March 25: today the Annunciation of the Lord is celebrated

Annunciation of the Lord
March 25-Solemnity
Liturgical Color: White

The beat of a wing, a rustle in the air, a voice, and the future has begun to begin

The feast of the Annunciation is the reason why we celebrate Christmas on December 25th Christmas exactly nine months after the Archangel Gabriel invited the Virgin Mary to be the Mother of God, an event we commemorate on March 25th The dating of these holidays although interesting, it is of less importance than their theological significance. It is fruitful to reflect on the incarnation of Jesus Christ in the womb of the Virgin Mary as the antecedent for the explosion of joy, caroling, giving gift, eating, drinking, love and the family of unity that surrounds birth of the Savior. Maybe Maria had a sort of private and internal Christmas at the time of the Annunciation. Perhaps he felt the fullness of the joy of the world within Christmas of his heart, when he realized that he had been chosen to be the Mother of God.

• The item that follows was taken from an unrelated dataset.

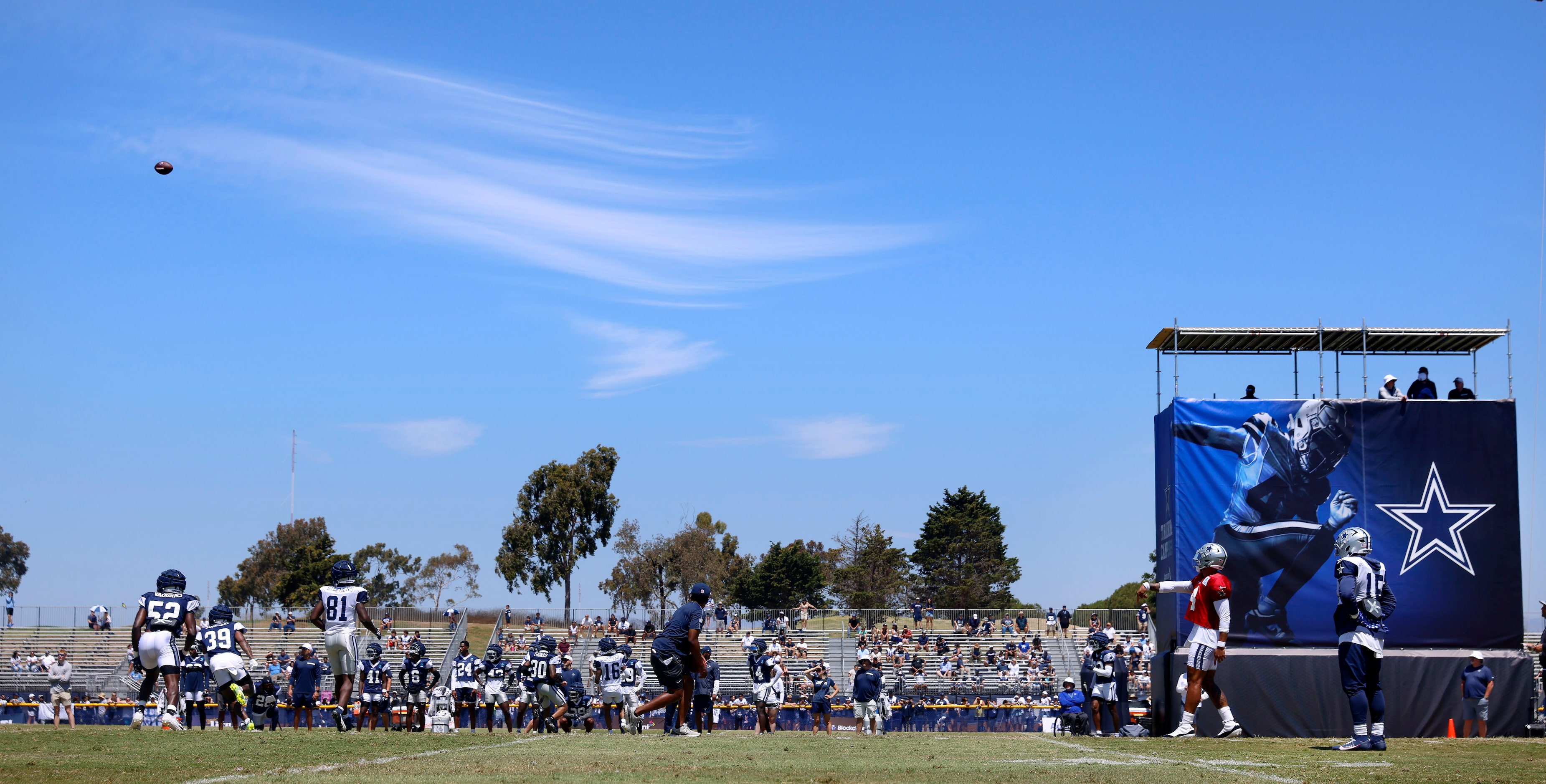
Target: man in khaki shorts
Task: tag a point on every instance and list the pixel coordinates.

God could have become man in any number of creative ways. He could have incarnated himself just as Adam incarnated in the book of Genesis, being formed of clay and having the divine breath blown into his nostrils. O God could have slowly put his feet on the ground on a golden ladder as tall as a twenty-five-year-old man, ready to travel the main and secondary roads of Palestine. Or maybe God could have taken meat in an unknown way and just been found, like Moses, floating in a basket by a young childless couple from Nazareth as they enjoyed a Sunday picnic along the Jordan River.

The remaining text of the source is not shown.